Did you ever wonder what happened to teenage crime busters the Hardy Boys or Nancy Drew when they grew up? “The Kid Detective,” a new dark comedy starring Adam Brody and now playing in theatres, provides some clues to the mystery of what happens when kid crime busters grow up.
“I used to be a kid detective,” says Abe Applebaum (Brody as an adult, Jesse Noah Gruman as the precocious kid). When he was thirteen-years-old he solved the case of the missing find raiser money and was paid in free treats after he solved figured out who robbed the Mr. Henderson’s Ice Cream Shoppe. When his original “office”—actually a treehouse—was chopped down by a disgruntled criminal he opened a real office on Main Street and paid his secretary (Kaitlyn Chalmers-Rizzato) with soda pop. “Sometimes I would lie awake all night and wonder if I was the smartest person in the world,” he says.
He was loved but when his secretary went missing and he failed to crack the case, the bloom was off the rose. He grew up, or, at least got bigger. Now, almost at the big Four-O he’s living off past glories—“I’m Abe Applebaum! I solved the Case of the Missing Time Capsule when I was twelve years old. The mayor gave me the key to the city!”—while sharing a dingy apartment with a roommate and working out of an even dingier office.
He gets the chance to prove himself when high-schooler Caroline (Sophie Nélisse) asks him to solve the murder of her boyfriend Patrick, who died from stabbed seventeen wounds. This is another level from sleuthing the case of the Missing Basketball Magazines. This is the real deal.
“In this line of work you learn one thing quickly,” he tells her. “Everybody has secrets. No matter how simple a case may seem, it is always shocking what you find. I just want you to be prepared.”
From there the case takes dark twists and turns that you might not expect from a movie with the Disney-fied title of “The Kid Detective.”
Director Evan Morgan, in his feature debut, blends the crime solving of “Mystery Team” and the
noir of “Brick” with the world weariness of “The Big Sleep.” It’s a movie that derives humour from Abe’s relative failure as an adult and grown-up detective but never feels like it’s poking fun at him. Thanks to Brody’s performance we see that Abe is a sad sack who once tasted greatness and wants another sip. “It’s difficult to accept who you are in your head,” he says, “and who you are in the world.”

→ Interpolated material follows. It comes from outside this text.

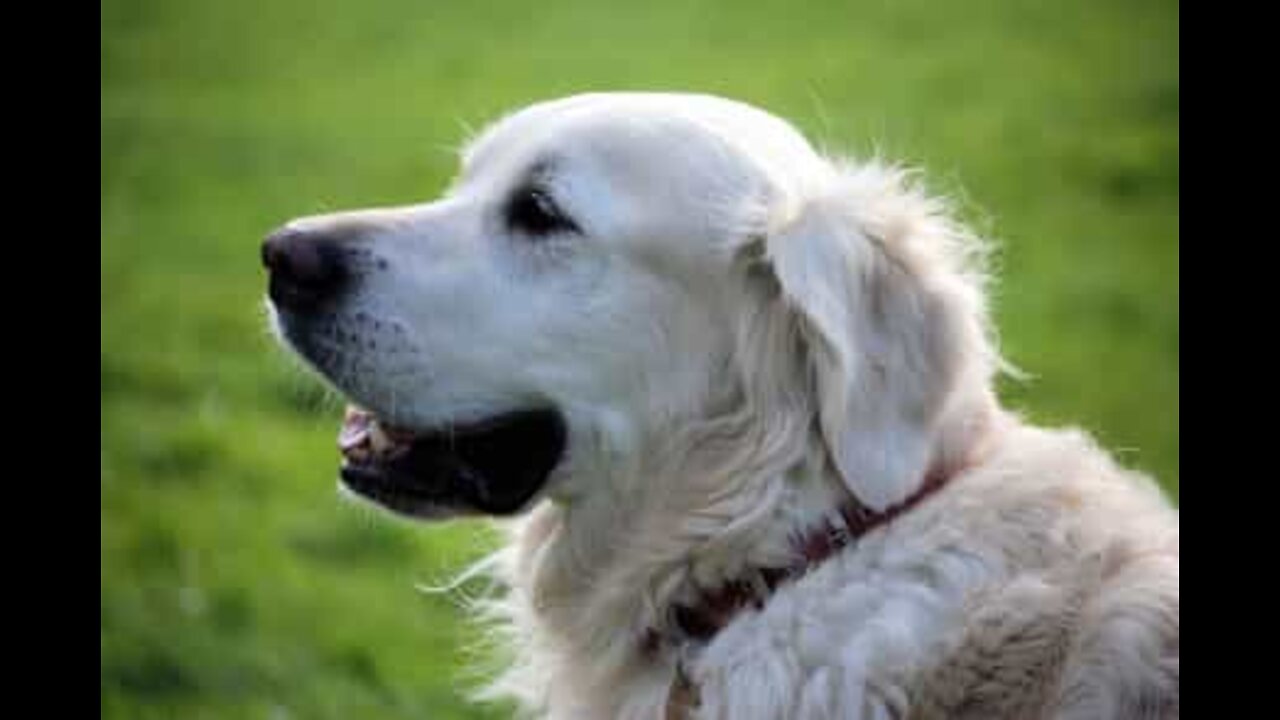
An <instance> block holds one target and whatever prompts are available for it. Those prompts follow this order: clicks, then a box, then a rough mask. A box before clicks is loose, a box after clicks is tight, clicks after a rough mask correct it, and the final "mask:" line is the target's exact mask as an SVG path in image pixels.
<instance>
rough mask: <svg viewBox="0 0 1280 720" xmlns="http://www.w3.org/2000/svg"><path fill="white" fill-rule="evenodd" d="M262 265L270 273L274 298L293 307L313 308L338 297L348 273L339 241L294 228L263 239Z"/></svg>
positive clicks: (274, 232) (282, 229)
mask: <svg viewBox="0 0 1280 720" xmlns="http://www.w3.org/2000/svg"><path fill="white" fill-rule="evenodd" d="M262 265H265V266H266V269H268V270H269V272H270V281H269V287H268V292H269V295H270V296H271V300H273V301H274V302H275V304H276V305H280V306H283V307H288V309H291V310H310V309H312V307H315V306H316V305H319V304H320V302H323V301H325V300H329V299H332V297H334V296H335V295H337V293H338V291H339V290H340V287H342V284H343V281H344V279H346V275H347V270H346V266H344V263H343V258H342V250H340V246H339V241H337V240H334V238H333V237H329V236H325V234H321V233H312V232H306V231H298V229H293V228H283V229H279V231H276V232H274V233H271V234H270V236H269V237H268V238H266V240H265V241H264V242H262Z"/></svg>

His feeling of being uncertain of how to reclaim his glory days permeates every minute of his work. The story here is very specific but the themes of nostalgia for a happier time and the need for dignity are universal. “I was so far ahead of the game,” he says. “And then one day I woke up and I was… behind.” Brody pulls this off with equal parts vulnerability and (often misplaced) confidence.
“The Kid Detective” is a low-key movie with a high concept that is a little too in love with its own subtleties. The deliberate pacing, however, pays off with a climax brings the story together as both a detective thriller and character study in an interesting and satisfying way.